Serge Losique, d'un naturel obstiné, a fermé la porte à toute possibilité de rapprochement des autres événements cinématographiques de la métropole. Capitaine esseulé sur son vieux rafiot en ruine, il n'abandonnera pas le navire avant le naufrage. Certains diront que c'est tout à son honneur. J'estime plutôt que cet entêtement, trop longtemps toléré, aura fait des dommages irréparables.

François Macerola, qui rencontre fréquemment M. Losique, refuse de forcer la main de quiconque. «Il n'y aura pas de changements de dates. Les événements vont conserver leur autonomie et leur intégrité», dit-il, en se faisant rassurant. Ceux qui acceptent de collaborer auront cependant droit à des «incitatifs financiers».

Le président de la SODEC, qui voit bien sûr d'un bon oeil l'initiative du FNC et de Fantasia ainsi que les possibilités d'économies d'échelle qui en découlent, espère convaincre le gouvernement libéral de dégager plus d'argent pour les festivals de cinéma.

Car c'est bien d'argent public qu'il est question. Même si parfois, à la manière dont ils sont dirigés, on a l'impression que certains festivals, et pas seulement de cinéma, pourtant constitués en organismes sans but lucratif, sont gérés comme des entreprises familiales.

Sans le concours du FFM, François Macerola n'arrivera pas à concrétiser son «projet personnel» de voir naître un événement rassembleur qui chapeaute les principales manifestations cinématographiques de la métropole. Il a déjà revu à la baisse ses ambitions. Mais pour que son «branding» rêvé de «Montréal ville en images» existe, il faudra tout de même qu'il trouve un point d'ancrage.

Une multitude d'événements peuvent coexister, c'est même souhaitable. La diversité fait la force du paysage festivalier montréalais. Mais si Montréal compte redevenir une ville qui compte sur l'échiquier mondial des festivals de cinéma, il n'y a pas 36 solutions: il lui faut un événement phare.

En 2005, Téléfilm Canada et la SODEC ont géré de manière lamentable la création du seul et unique Festival international de films de Montréal (FIFM). Le Festival du nouveau cinéma, sous l'égide financière de Daniel Langlois à l'époque, avait été injustement écarté, dans des circonstances nébuleuses, au profit de l'Équipe Spectra. On connaît la suite.

Aujourd'hui, même affaibli depuis le fiasco du FIFM, le seul festival qui a le potentiel d'incarner le point d'ancrage du projet de François Macerola, à mon sens, est le Festival du nouveau cinéma. Son équipe de direction est dynamique et pragmatique.
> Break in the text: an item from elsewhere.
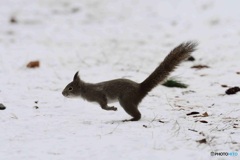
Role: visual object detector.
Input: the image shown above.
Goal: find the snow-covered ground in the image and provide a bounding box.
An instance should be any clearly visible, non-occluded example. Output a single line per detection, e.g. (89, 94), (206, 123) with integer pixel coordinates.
(0, 0), (240, 160)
Claude Chamberlan, son directeur artistique, a un flair pour les films qui en valent la peine, et a toujours ses contacts dans le monde du cinéma.
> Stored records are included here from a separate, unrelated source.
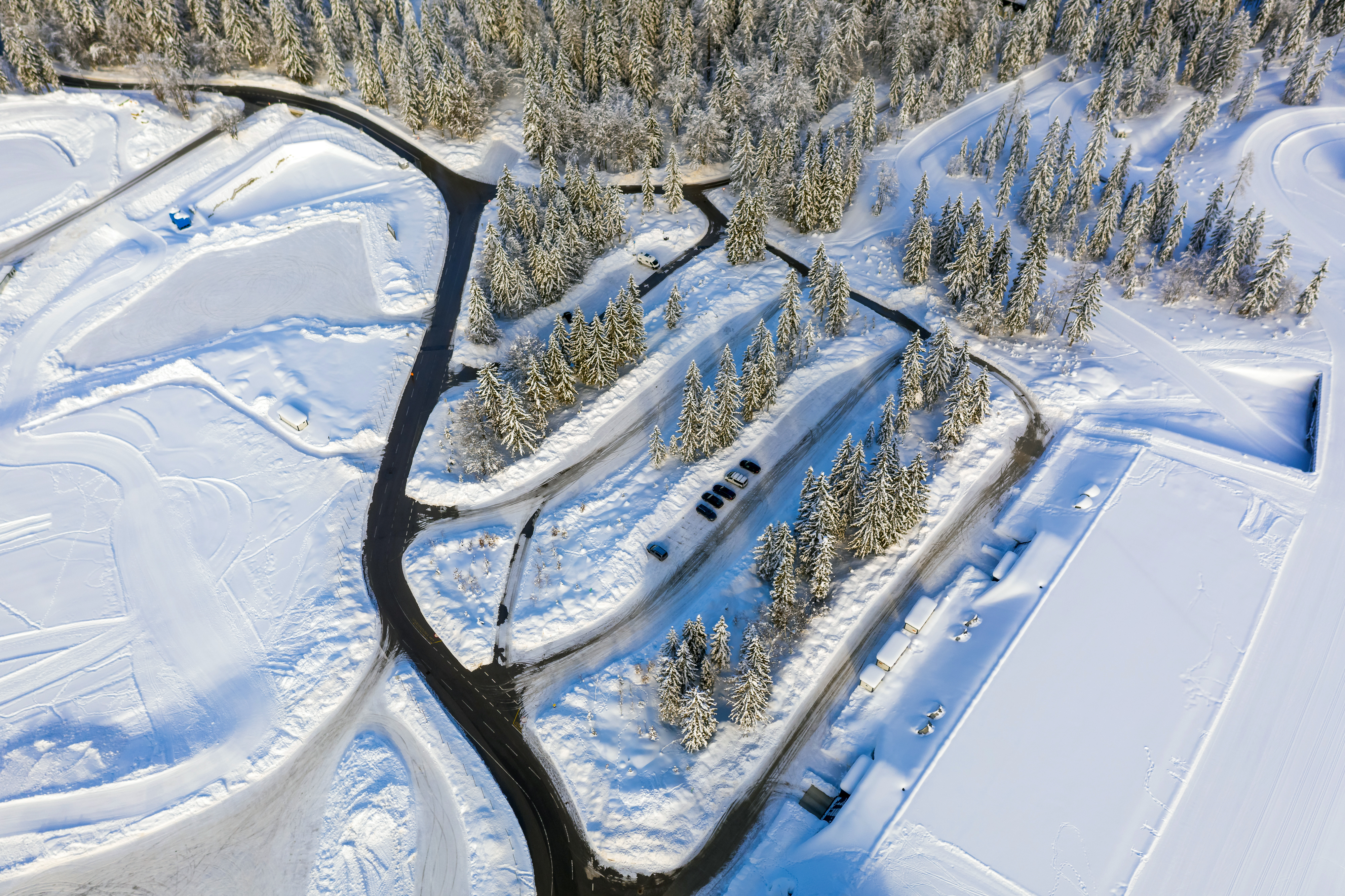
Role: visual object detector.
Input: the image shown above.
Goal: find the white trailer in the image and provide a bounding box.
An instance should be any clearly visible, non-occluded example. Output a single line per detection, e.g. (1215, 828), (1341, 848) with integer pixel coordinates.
(904, 596), (937, 635)
(277, 403), (308, 432)
(874, 630), (911, 671)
Je crois que les jeunes loups à la tête du FNC comprennent qu'il est dans leur intérêt de demeurer un festival généraliste, au bénéfice d'une majorité de cinéphiles, et non pas un festival de niche, jouant sur les platebandes de Fantasia - qui connaît un succès retentissant auprès des amateurs de cinéma de genre.
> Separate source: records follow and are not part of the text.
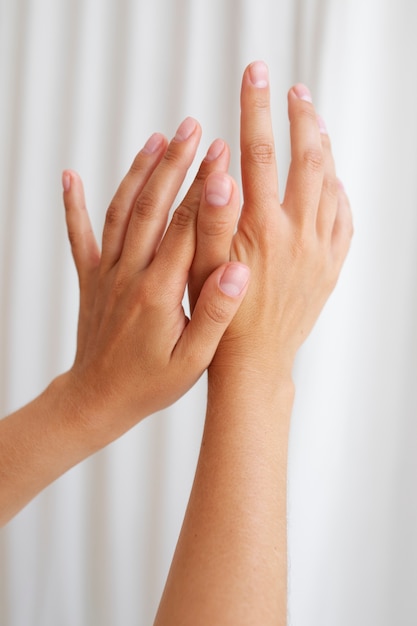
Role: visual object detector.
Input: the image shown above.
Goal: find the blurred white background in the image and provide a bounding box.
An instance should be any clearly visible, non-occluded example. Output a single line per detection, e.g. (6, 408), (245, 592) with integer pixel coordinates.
(0, 0), (417, 626)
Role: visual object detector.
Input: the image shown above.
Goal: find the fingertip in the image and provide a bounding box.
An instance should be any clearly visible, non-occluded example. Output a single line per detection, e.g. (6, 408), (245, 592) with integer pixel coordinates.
(247, 61), (269, 89)
(62, 170), (71, 193)
(288, 83), (313, 103)
(219, 263), (250, 298)
(205, 139), (226, 163)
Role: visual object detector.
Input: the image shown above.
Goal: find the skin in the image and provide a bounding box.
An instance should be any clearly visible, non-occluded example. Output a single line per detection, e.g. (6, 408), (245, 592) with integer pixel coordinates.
(0, 118), (249, 525)
(0, 62), (352, 626)
(155, 62), (353, 626)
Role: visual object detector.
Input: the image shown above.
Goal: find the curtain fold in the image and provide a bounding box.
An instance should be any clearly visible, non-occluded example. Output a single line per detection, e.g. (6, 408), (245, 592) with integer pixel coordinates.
(0, 0), (417, 626)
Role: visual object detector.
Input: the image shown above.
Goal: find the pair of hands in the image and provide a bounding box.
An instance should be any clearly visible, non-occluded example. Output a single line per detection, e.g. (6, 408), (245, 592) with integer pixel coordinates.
(63, 62), (352, 444)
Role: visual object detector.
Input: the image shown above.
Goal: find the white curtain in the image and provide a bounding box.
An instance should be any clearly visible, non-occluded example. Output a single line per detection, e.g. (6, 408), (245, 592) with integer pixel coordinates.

Pierre Corbeil a bien raison lorsqu'il dit qu'il faut raviver l'enthousiasme des cinéphiles montréalais pour les festivals. Cet enthousiasme a cruellement fait défaut, depuis trop longtemps, pour des raisons évidentes. À l'apathie actuelle du milieu du cinéma, à l'immobilisme des têtes dirigeantes historiques, deux directeurs de festivals opposent la collaboration et l'ouverture d'esprit. Ça fait du bien.